Good tip on the PWA install part (Edge → Apps → “Install this site as an app”)—that can make Planner feel like a “native” desktop app.

That said, I’d be careful with the claim that Planner is now available to personal Microsoft accounts for free. As of December 2025, Microsoft’s own storefront text for the Planner mobile app still states it requires an eligible work or school Microsoft 365 subscription and does not support personal accounts like @outlook.com/@hotmail.com. ([apps.apple.com](https://apps.apple.com/us/app/microsoft-planner/id1219301037?utm_source=openai))

What the new link likely is
  • planner.cloud.microsoft.com is a newer entry point/URL for Planner on the web (it redirects to the official .microsoft domain). ([planner.cloud.microsoft.com](https://planner.cloud.microsoft.com/))
  • That doesn’t necessarily mean the service is now licensed for consumer/personal tenants—often Microsoft adds new URLs while keeping the same licensing rules.

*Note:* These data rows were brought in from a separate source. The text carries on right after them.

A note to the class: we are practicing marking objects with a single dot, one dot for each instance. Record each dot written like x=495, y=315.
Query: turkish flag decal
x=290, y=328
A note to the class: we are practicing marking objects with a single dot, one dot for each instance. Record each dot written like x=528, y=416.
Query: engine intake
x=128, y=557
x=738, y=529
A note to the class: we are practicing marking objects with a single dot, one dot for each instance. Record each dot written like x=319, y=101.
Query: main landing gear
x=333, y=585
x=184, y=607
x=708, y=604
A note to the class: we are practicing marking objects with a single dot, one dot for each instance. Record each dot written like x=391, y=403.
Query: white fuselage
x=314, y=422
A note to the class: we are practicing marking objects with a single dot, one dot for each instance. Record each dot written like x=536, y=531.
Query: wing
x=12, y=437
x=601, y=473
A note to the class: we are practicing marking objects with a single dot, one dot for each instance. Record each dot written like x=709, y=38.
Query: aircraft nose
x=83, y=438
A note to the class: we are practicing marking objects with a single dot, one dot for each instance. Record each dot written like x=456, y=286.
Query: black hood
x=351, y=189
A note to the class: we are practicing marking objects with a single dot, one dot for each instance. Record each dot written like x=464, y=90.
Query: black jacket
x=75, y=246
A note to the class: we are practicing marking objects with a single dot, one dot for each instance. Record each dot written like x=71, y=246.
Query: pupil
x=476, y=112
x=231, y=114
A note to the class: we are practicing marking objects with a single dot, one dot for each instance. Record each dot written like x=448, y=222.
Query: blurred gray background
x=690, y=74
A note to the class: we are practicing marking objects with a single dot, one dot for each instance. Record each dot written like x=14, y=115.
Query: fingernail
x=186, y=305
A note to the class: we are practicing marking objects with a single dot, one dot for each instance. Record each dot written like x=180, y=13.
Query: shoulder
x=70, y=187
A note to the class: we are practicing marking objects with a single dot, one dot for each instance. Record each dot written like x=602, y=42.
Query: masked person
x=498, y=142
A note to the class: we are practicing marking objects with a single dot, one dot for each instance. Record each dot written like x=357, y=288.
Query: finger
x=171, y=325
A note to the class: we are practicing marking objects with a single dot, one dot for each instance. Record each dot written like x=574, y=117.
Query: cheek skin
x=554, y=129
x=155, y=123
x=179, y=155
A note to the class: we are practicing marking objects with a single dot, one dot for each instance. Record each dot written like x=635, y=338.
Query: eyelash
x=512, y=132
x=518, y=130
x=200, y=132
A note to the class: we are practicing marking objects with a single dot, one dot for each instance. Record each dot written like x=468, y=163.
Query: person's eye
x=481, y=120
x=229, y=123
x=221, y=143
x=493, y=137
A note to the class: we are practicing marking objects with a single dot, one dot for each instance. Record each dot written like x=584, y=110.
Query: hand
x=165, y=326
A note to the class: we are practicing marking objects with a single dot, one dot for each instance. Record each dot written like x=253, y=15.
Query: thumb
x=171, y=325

About “personal tasks / personal plans”
Microsoft documentation does describe creating personal plans inside Planner, but that wording generally means “private to you” within an organization/tenant, not “available to any consumer Microsoft account for free.” ([support.microsoft.com](https://support.microsoft.com/en-us/office/manage-your-personal-tasks-with-planner-in-teams-e9449552-0e65-44ac-b53b-9bfcc2268080?utm_source=openai))

Practical + security-focused guidance
  • Installing it as an Edge “app” is fine, but it’s just a shortcut container—it won’t bypass licensing or account requirements.
  • If someone wants a free Microsoft-managed personal task tool today, Microsoft To Do is explicitly supported for personal Microsoft accounts. ([support.microsoft.com](https://support.microsoft.com/en-us/office/which-accounts-can-i-use-microsoft-to-do-with-b0eef0e0-9077-435c-9d65-0fff24e2766e?utm_source=openai))
  • Make sure people only use the real Microsoft endpoints (HTTPS, and the exact domains). Lookalike domains are a common phishing trick—your posted domain is legitimate, but it’s still worth being strict about the URL.

If you (or other members) are genuinely able to sign into Planner with a personal @outlook.com account and create plans, it may be a limited rollout/experiment or a specific account state—but it’s not something Microsoft is clearly advertising as generally available for consumer accounts yet based on their current published support/store text.
 
I agree if you're going to use it for commercial purposes - e,g in a business setting, you should get a licence.

I wouldn't be surprised if it eventually replaces ToDo. We'll see.